I tried to add the following:

            $contextOptions = [
                'ssl' => [
                    'verify_peer' => false,
                    'allow_self_signed' => true,
                    'verify_peer_name' => false
                ]
            ];
            $context = stream_context_create($contextOptions);

right before fsockopen call, and it won’t helped, too.

Have you ever seen that problem? Is there any way to get over it? I suspect this is not a PHP problem, but this is not a ROS problem, too - but theit mutual “misunderstanding”.

2

You need to use TLS, not SSL.

Currently, PHP TLS streams are sometimes unstable though. After a lot of workarounds in my PHP API client, and two reports to PHP, today, with the most recent PHP 5.6 version (or 7.0), you can safely read and write a few KBs at a time (that is, ALL data received from the router from the last send), which is enough for many cases, but far from “most”. Beyond that, connections spontaneously become either disconnected, or stuck in an infinite loop, due to internal PHP problems.

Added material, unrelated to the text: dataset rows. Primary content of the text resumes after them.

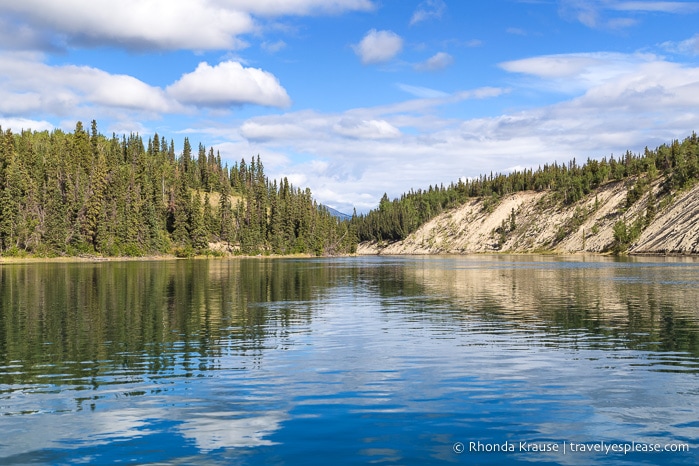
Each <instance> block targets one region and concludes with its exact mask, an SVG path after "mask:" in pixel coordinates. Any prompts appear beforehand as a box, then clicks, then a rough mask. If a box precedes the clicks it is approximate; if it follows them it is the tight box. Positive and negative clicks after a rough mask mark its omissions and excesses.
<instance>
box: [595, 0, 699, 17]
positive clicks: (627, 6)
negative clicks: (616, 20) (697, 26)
mask: <svg viewBox="0 0 699 466" xmlns="http://www.w3.org/2000/svg"><path fill="white" fill-rule="evenodd" d="M609 8H610V9H612V10H618V11H654V12H663V13H677V14H682V13H694V12H696V11H699V3H697V2H649V1H644V2H639V1H635V2H611V3H609Z"/></svg>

I was told that to really fix those issues for good, the internal PHP streams API needs changes,… which in turn means changes to many extensions and an RFC vote before that. All of that means that unless a rockstar, persuasive and extremely prolific C developer arrives on the scene, TLS streams will remain unstable for a long while now.

3

That is, I need to change “ssl://” to “tls://” in the code, like that:

instead of

$PROTOCOL = ($this->ssl ? 'ssl://' : '' );

to use

$PROTOCOL = ($this->ssl ? 'tls://' : '' );

right? I tried that but the error was the same.

The problem is in every 5.x version, or just at 5.6 branch? I can afford myself to downgrade to 5.5 or even 5.4, if that can help.

Anyway, thank you very much for your reply! I’ve never imagine PHP so poor in SSL/TLS handle :frowning:

4

Like I said, “a lot of workarounds”. There’s more to it than just replacing the scheme. So much in fact, that I have it moved away in its dedicated package. Its sole job is to make sure that asking for N bytes returns N bytes, always.